The Himalayan route was treacherous especially after heavy rains and big boulders were seen thrown on the road. During winter most of these narrow roads are impassable and are closed. The mountains in Kadugannawa and in the hill country looks like dwarfs compared with Himalayan mountains which are twice as high and very steep. We passed towns of Jalal, Chamba, Dehra Dun, where German Buddhists monks from Sri Lanka were imprisoned by British during war times. The scenery was stupendous and to my surprise the holy river had been tapped to generate electricity by building few dams across it. The nervousness trebles as sometimes the foolish driver backs the vehicle on to the steep side, to let another vehicle pass.

We reached half way point Uttrakeshi roughly 150 km from Reshikesh, and I must say the bus ride was extremely uncomfortable. At a distant one can for the first time see snow capped mountains. By the time we reached Gangotri a total distance of roughly 318 km it was 7.00 pm and dark. I saw for the first time the holy mountain at close range, windowed by two mountains (similar to Elle view) the Shivling peak! What a sight it was it was amazing and no wonder most venerate Himalayas..

The village of Gangotri was small and had several small hotels, with no electricity (no hot water) and no running water, which in fact was a surprise for me as the river Ganga which is a torrent stream at this point had enough flow to generate electricity on a small scale. My other surprise was that to visit Gormuk glacier where the river originates one had to have a permit which is issued by the forest officer at Uttrakeshi, which was the half way point! Some do go back but I decided not to and I tried an Indian guide to get it, which was a disaster. I never made the 18 km walk from Gangotri to Gormuk(means mouth).. The glacier is melting fast thanks to Global warming and the Indian government seems to be discouraging people visiting Gormuk.
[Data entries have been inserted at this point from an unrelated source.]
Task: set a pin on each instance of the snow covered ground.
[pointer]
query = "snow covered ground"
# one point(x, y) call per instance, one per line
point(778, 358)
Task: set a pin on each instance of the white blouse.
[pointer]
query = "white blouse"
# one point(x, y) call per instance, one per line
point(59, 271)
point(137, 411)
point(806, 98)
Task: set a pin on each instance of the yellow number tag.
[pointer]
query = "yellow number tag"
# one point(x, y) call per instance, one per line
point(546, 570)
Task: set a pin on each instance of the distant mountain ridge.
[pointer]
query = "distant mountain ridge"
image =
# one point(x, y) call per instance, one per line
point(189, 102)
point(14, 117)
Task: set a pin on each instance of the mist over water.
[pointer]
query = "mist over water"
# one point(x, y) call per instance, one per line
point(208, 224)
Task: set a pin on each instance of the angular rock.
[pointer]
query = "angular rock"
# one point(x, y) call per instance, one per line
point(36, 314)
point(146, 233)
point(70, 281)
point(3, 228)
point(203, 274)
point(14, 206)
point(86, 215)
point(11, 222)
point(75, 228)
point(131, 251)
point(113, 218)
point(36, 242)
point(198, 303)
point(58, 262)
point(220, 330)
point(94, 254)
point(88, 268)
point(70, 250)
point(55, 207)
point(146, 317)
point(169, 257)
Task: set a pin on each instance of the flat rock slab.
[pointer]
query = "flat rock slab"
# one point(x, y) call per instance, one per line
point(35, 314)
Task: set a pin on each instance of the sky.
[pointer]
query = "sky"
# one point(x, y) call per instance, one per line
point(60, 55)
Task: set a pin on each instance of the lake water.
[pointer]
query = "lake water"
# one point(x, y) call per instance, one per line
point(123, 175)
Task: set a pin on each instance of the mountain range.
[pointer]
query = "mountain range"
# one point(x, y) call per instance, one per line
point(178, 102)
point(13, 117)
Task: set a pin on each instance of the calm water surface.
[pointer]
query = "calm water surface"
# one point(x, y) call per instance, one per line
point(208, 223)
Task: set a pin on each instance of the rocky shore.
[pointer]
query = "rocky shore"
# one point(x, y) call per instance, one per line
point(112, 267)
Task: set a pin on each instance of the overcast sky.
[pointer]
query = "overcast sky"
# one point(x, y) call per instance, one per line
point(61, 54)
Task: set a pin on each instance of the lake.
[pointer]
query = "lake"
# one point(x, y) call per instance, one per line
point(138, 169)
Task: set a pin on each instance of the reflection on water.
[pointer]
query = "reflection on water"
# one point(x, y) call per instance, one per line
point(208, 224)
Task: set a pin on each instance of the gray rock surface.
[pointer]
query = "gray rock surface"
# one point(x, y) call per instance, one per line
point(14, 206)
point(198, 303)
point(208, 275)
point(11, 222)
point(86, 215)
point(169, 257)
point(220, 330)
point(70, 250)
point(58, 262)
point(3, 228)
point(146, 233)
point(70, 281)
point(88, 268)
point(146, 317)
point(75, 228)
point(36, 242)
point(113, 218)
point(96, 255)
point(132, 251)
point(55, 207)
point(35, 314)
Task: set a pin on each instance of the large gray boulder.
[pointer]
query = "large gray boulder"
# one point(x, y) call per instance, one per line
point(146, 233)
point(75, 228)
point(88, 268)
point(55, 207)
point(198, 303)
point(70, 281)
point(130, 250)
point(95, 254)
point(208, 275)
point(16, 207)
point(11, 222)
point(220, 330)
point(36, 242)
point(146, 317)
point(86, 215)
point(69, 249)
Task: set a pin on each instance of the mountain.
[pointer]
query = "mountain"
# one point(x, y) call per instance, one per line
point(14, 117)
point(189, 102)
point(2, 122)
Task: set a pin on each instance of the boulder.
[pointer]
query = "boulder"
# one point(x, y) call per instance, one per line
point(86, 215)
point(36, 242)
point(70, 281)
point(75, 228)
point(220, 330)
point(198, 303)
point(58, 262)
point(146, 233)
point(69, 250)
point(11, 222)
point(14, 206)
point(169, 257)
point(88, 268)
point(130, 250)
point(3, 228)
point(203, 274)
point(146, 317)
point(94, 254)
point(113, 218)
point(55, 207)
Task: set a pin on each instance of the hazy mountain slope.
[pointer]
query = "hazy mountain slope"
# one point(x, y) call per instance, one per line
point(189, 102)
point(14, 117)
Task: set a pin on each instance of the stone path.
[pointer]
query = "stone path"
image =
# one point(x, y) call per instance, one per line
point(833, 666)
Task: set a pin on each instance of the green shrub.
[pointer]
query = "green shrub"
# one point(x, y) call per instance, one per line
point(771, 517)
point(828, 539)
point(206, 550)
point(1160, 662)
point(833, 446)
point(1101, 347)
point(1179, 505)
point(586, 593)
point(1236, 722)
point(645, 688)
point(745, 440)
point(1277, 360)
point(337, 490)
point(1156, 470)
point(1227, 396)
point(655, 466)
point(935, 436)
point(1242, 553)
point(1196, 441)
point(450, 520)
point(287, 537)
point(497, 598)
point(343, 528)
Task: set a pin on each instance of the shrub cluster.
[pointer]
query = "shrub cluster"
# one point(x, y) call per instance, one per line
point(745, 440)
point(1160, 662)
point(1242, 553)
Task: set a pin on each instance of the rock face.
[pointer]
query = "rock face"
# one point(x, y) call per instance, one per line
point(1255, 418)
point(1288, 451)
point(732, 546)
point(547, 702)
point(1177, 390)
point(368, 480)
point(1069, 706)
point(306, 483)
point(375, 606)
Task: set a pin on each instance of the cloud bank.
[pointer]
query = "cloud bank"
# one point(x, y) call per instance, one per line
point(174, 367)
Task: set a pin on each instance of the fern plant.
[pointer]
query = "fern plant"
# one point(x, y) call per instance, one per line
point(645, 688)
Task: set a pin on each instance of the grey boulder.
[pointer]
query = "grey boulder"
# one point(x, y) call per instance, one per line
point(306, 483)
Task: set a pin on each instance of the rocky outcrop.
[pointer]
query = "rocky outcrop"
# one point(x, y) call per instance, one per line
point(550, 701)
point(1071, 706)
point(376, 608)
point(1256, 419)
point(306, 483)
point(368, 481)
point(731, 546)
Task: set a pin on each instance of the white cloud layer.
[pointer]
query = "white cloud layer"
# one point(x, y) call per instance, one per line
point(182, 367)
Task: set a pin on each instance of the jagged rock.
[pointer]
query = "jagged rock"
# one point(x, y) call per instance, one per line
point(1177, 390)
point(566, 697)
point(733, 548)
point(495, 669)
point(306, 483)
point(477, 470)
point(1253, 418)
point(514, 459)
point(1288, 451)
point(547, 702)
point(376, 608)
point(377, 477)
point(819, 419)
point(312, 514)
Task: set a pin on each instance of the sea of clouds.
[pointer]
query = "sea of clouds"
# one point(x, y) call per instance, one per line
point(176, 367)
However I decide to walk up to 2 km to Ram Mandir (temple), near the gate where the forest office was located, in the hope of meeting yogis or rishis as I anticipated. On the way one can see pure blue green crystal clear water falls, which feeds the Ganga stream, which is about 3 meters wide at these points, compared with the river which at some points like in Varnasi is about a half a km wide. The Shivling peak is about 4000 meters from sea level and was majestic and the mountain leading to it was steep almost 80-90 degrees and one could imagine the might of Everest which almost is double going up to 8000 meters. I met some Yogis at Gangotri and inquired about Rishis with Dyana powers and to my disappointment the answer was negative and they too mentioned that everything was commercialized and Rishis with powers were a thing of the past. May be they were right or wrong but utterly disappointed I returned to Rishikesh.